3 a) Dd because the female mother is likely to have genotypes of dd

b) DD since it is a rare condition. Also, the person is marrying to a person with a history of the disease going through the families generations.

4) Generation II, 4 and 5 as well as Generation II, 7 and 8. These are because they are crossed with a known homozygous recessive.
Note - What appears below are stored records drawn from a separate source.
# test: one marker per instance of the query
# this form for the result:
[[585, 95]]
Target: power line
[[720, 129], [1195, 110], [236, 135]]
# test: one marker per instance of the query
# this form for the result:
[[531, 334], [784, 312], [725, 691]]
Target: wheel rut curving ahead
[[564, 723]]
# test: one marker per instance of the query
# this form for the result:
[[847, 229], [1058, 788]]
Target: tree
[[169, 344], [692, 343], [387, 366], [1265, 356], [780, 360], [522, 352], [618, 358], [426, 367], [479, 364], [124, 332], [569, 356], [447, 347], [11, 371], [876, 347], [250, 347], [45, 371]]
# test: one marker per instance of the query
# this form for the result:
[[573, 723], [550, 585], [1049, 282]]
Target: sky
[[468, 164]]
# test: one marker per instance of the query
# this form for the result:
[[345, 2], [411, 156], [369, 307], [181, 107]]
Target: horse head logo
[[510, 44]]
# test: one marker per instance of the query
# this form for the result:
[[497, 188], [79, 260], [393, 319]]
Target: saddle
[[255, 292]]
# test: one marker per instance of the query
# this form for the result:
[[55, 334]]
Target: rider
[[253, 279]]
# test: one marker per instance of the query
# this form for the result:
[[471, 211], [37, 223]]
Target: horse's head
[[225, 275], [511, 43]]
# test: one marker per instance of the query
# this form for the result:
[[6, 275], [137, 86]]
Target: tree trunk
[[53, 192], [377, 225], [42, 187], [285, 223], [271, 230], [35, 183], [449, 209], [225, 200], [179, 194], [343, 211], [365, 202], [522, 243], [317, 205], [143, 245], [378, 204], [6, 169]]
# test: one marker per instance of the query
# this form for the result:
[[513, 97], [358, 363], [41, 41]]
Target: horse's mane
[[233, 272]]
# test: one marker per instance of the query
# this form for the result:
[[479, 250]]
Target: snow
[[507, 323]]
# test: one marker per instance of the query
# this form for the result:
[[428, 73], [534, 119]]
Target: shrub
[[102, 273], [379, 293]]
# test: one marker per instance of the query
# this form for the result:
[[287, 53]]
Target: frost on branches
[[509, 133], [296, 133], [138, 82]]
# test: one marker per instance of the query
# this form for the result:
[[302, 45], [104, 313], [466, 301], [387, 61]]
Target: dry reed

The two-spot ladybird (p.147)

1) The typica and annulata both consist of the colors red and black. Yet, the annulata has a more unique patter of the black dots where as the typica consist of perfect black round dots on its back.

2) In cases of typica parents mating and producing a typica offspring as well as the parents annulata producing annulata offspring, they both breed purely in which each parent does not breed with a object with a different species.

3) The F1 hybrid offspring consists of more black spots or pigmentation compared to those offsprings typica and annulata. The pattern of the black pigmentation is also different, yet there are some with the similar patterns of the black spots as the original parents pattern.

4 a)  The genetic diagram with the pattern of inheritance show the pattern of inheritance

b)The expected ratio of phenotypes could be 3:1

Distribution of ABO blood groups (p.148)

1 a) Northern India: 25-30%

b) Japan: 15-20%

c) North America: 5-10%

2) Frequency of the allele i in South America: 5-10% frequency and 5% looking at data thus: 85%~90%. 5+ 5 or 5+10 – 100.

3) Gypsies in Europe have a much higher frequency of IB than other indigenous groups in Europe because these gypsies could have transferred from a more higher frequency are such as Northern India. Also, this area of Europe does not have much easy access to the general European population.

4) The IB frequency could decrease as the frequency of South America is lower than the 10%~20%.